Principio che la classe politica al potere – che pure faceva professione pubblica di cattolicesimo – ha sistematicamente violato in quasi tutte le riforme varate in questi anni (riforme che, anche per questo, hanno sempre aggravato i mali cui dicevano di volere porre rimedio). Si pensi al mito centralista e collettivista che ha presieduto alla riforma disastrosa per eccellenza, quella sanitaria; con l’abolizione, tra l’altro, delle “mutue” delle singole categorie.

Avevano i bilanci in attivo e assicuravano una discreta assistenza: furono distrutte per l’odio della cultura comunisteggiante per ciò che sappia di “privato” di “corporativo”. Sacrificate, come tante altre istituzioni “naturali” (e, dunque, efficaci) sull’altare dello stato totalitario, il cui modello è pur sempre quello della rivoluzione francese: la casta dei politici di professione che, nella capitale, tutto accentra e dalla quale tutto controlla. Il contrario dell’Ancien Régime, tutto basato sul decentramento e l’autonomia locale

Nella moderna prospettiva totalitaria (che è di sinistra, ma che è altrettanto di destra) l’immagine che rappresenta la società è una piramide. Mentre l’immagine cattolica” è una serie di cerchi concentrici, che via via si allargano ma dove, all’interno dì ciascuno, ferve una vita autonoma che spinge e sorregge la vita dei cerchi adiacenti. O, meglio ancora, l’immagine (che è di Paolo stesso) del corpo umano, dove è sì un cervello a coordinare ma, senza l’attività autonoma delle membra, dalle più piccole alle più grandi, la testa non potrebbe far nulla.

Smantellare, dunque, la costruzione socio-politica accentrata (e soffocata) dalla burocrazia (cancro inevitabile dello stato “giacobino”, quale che sia il suo colore politico), per ridare respiro e vita alle enormi potenzialità della società la quale – a livello personale, familiare, categoriale, cooperativo, comunale, regionale e così via – può produrre frutti positivi, e per tutti, inimmaginabili dallo statalismo.

Questo doveva e questo dovrebbe essere, il “progetto” cattolico.

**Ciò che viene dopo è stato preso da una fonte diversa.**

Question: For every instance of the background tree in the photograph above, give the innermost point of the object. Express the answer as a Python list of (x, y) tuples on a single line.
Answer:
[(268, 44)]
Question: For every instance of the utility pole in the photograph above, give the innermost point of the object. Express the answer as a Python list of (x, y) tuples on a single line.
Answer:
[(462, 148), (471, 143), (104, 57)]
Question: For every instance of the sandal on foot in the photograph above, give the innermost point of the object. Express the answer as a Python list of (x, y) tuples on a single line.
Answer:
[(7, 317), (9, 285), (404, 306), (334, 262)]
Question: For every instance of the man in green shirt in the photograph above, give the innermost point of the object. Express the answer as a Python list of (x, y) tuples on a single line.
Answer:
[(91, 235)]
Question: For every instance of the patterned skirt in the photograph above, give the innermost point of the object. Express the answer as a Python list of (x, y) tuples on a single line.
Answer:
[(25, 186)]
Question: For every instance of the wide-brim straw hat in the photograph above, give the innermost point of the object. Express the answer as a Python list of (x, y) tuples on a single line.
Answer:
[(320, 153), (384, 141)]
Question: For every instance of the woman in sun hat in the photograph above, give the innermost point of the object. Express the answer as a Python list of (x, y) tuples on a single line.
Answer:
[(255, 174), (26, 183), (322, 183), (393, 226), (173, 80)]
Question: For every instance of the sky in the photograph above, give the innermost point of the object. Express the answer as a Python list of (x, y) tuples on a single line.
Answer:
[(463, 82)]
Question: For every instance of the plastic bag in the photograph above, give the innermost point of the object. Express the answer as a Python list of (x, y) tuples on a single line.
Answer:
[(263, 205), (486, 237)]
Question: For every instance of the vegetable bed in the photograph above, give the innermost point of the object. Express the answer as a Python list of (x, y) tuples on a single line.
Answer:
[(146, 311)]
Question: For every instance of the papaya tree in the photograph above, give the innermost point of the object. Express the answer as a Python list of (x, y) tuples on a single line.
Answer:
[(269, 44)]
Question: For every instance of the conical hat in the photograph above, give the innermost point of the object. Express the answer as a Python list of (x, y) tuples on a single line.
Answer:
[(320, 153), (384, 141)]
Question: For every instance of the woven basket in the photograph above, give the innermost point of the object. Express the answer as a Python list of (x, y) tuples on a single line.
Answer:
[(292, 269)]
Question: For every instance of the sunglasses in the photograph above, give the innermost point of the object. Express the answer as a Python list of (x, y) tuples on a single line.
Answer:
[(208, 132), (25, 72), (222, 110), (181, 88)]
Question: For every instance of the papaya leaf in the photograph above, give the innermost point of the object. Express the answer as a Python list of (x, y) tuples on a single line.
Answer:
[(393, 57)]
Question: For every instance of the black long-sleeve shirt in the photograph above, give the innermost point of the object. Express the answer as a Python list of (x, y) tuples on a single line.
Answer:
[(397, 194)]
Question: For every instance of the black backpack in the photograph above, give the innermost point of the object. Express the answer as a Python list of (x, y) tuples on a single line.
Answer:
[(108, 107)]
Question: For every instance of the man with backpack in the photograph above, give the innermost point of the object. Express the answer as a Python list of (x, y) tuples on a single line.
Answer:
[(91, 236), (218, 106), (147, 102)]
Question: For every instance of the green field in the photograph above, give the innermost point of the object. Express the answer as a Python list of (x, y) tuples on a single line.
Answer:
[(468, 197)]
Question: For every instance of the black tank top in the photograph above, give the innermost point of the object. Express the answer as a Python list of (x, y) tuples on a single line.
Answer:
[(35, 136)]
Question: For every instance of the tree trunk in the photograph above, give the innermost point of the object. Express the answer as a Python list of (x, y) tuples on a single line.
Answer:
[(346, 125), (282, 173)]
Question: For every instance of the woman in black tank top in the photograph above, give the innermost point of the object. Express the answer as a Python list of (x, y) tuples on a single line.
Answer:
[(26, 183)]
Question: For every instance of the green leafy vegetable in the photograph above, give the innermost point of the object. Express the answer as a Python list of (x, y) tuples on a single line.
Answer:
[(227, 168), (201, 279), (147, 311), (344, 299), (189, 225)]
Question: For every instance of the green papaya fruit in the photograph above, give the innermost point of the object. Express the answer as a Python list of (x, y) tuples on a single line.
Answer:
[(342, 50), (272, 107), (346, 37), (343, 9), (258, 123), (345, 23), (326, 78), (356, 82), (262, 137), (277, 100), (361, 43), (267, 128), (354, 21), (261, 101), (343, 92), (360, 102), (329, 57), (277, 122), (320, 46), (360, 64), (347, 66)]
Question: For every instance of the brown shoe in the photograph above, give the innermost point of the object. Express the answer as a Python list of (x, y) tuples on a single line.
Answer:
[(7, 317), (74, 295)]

Il quale, come si vede, non é di certo un sistema utopico, ma e’ la presa d’atto di una realtà sociale che la fede può illuminare; ma ragione ed esperienza bastano per individuarne e constatarne i frutti positivi. Si tratta, tra l’altro, di un “progetto” straordinariamente attuale: come il rozzo “leghismo” confusamente rivendica e come confermano anche i molti pentiti di oggi del “tutto pubblico, tutto collettivo, tutto uniforme e statale” di ieri.

Come al solito, anche in campo sociale, quei credenti che si credevano “d’avanguardia” perché rinnegavano la Tradizione, in pochissimo tempo si sono trovati nel ghetto dell’anacronismo. Mentre la vera attualità, quella di sempre, stava in quel “principio di sussidiarietà” che (assieme agli altri due) è alla base della prospettiva cattolica.